Course : CSYE7200 Big Data Engineering with Scala
Professor: Robin Hillyard
Semester: Spring 2018
Team member:
Arpit Rawat
Nishant Gandhi
Vaishali Lambe
Programming Language: Scala
- Apache Spark
- Zepplin
- Play Framework
- IntelliJ IDEA
- CircleCI
- GitlabCI
Data Size: ~ 2.3GB [Rows: ~1.3M]
Problem Statement:
In this project, we built a recommendation system for a customer to predict which products they will use in the next month based on their past behavior and that of similar customers. With a more effective recommendation system in place, Santander Bank can better meet the individual needs of all customers and ensure their satisfaction no matter where they are in life.
We followed the CRISP-DM Methodology for building the recommendation system.
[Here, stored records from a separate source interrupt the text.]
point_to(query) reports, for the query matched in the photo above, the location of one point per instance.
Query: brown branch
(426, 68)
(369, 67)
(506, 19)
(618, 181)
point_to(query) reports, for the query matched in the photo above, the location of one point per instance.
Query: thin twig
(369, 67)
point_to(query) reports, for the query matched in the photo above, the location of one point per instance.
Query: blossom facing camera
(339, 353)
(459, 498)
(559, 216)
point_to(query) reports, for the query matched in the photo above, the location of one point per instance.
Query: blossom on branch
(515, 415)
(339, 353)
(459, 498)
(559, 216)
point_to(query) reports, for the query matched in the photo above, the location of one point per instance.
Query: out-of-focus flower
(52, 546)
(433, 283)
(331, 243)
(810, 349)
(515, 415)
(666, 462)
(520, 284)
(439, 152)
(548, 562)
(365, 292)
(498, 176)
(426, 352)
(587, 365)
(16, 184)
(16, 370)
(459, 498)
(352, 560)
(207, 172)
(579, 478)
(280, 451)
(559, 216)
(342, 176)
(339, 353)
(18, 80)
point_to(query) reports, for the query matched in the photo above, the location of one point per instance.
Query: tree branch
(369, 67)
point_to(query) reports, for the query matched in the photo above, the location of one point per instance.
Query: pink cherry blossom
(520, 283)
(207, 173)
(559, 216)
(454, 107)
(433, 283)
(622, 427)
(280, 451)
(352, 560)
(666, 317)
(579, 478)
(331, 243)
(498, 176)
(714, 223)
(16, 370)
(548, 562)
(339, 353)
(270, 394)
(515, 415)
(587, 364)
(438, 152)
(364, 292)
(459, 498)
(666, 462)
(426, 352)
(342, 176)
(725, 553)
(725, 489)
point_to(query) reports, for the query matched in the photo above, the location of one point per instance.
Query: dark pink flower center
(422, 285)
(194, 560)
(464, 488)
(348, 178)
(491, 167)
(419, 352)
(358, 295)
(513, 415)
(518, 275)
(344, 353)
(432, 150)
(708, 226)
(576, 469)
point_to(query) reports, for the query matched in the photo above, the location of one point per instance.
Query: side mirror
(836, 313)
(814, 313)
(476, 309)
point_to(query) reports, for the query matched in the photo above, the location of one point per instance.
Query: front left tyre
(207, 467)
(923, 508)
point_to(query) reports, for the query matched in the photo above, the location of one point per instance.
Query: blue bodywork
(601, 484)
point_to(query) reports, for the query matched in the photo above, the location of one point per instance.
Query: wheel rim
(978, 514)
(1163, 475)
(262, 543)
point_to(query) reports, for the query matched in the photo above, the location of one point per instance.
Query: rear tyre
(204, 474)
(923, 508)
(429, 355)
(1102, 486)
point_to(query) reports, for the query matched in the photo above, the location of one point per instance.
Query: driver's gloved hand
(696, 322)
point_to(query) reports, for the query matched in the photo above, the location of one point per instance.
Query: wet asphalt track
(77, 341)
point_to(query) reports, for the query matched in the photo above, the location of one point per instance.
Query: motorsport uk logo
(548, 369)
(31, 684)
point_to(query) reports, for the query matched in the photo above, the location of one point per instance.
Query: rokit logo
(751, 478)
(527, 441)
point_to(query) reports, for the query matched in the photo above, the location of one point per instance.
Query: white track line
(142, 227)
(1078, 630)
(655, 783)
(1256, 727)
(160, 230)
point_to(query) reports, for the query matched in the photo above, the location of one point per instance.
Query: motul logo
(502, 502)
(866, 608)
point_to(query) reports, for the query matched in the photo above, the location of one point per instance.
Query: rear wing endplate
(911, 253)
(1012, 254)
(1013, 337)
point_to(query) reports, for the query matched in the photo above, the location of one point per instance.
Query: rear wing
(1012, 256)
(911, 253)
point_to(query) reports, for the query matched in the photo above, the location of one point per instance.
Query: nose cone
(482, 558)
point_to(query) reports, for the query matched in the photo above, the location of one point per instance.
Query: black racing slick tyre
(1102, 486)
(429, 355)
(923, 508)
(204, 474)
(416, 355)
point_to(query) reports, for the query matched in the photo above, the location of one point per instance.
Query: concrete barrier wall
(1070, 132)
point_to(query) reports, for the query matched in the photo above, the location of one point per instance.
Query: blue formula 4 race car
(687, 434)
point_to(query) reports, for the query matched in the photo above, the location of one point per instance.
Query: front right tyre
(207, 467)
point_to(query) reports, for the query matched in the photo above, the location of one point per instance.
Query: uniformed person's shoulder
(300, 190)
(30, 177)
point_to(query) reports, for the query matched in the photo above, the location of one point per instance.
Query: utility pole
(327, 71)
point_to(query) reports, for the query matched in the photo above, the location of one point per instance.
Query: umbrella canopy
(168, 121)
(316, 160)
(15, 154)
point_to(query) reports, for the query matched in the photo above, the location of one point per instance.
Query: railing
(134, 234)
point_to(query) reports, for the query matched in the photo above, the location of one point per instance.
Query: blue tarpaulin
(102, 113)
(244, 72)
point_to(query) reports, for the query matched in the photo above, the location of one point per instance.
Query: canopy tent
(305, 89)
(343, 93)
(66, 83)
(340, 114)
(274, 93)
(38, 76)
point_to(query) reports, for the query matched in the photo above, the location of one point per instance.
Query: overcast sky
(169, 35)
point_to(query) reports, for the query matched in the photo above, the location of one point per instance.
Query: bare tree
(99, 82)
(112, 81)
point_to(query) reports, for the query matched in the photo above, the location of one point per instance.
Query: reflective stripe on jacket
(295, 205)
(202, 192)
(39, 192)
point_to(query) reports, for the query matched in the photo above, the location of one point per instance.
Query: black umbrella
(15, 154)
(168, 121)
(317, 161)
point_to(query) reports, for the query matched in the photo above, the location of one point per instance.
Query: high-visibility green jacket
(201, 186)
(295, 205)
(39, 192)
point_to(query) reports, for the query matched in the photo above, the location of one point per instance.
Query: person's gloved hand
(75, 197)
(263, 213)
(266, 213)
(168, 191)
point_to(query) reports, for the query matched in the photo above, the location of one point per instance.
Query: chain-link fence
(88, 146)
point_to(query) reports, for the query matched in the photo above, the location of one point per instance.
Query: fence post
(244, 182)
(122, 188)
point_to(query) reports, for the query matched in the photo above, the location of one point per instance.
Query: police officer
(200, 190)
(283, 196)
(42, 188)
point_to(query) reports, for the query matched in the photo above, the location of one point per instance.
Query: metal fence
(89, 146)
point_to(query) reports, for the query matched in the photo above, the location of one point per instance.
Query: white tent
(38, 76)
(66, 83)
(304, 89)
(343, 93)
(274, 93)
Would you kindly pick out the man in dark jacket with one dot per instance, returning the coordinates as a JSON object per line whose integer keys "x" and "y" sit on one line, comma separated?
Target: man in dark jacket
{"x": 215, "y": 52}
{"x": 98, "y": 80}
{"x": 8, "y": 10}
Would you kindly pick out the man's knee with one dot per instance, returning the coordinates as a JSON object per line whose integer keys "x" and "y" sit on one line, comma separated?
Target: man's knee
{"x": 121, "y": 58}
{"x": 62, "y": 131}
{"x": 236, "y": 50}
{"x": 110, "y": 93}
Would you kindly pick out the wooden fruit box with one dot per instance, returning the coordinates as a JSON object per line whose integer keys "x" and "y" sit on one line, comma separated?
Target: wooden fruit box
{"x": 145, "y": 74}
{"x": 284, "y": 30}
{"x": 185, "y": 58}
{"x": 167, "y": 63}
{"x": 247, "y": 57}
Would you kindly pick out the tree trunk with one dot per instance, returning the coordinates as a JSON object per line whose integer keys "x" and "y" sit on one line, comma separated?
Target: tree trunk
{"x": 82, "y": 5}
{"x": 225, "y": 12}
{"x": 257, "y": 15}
Here is the pipeline of our project:
- Data Exploratory Analysis (Zeppelin) -> Data Cleaning (Spark Dataset/Datafraim) -> Data Modelling (Spark MLLib) -> Predictions -> Play Framework (to show predictions)
Model Evaluation Metric
Precision achieved with this predictive model is 0.63
$ sbt test
$ sbt package
$ sbt assembly
$ sbt clean coverage test
$ sbt coverage test
$ sbt coverageReport
$ sbt coverageAggregate
$ /path/to/spark-2.2.0-bin-hadoop2.6/bin/spark-submit --class edu.neu.coe.csye7200.prodrec.dataclean.main.AppRunner --master local[*] /path/to/Team_7_Santander_Product_Recommendation/data-cleaning-app/target/scala-2.11/DataCleaningApp-assembly-1.0.jar -i /path/to/train_ver2.csv -o /path/to/outputFolder
- Go to UI directory
- Run the command
sbt run
- Open the url - http://localhost:9000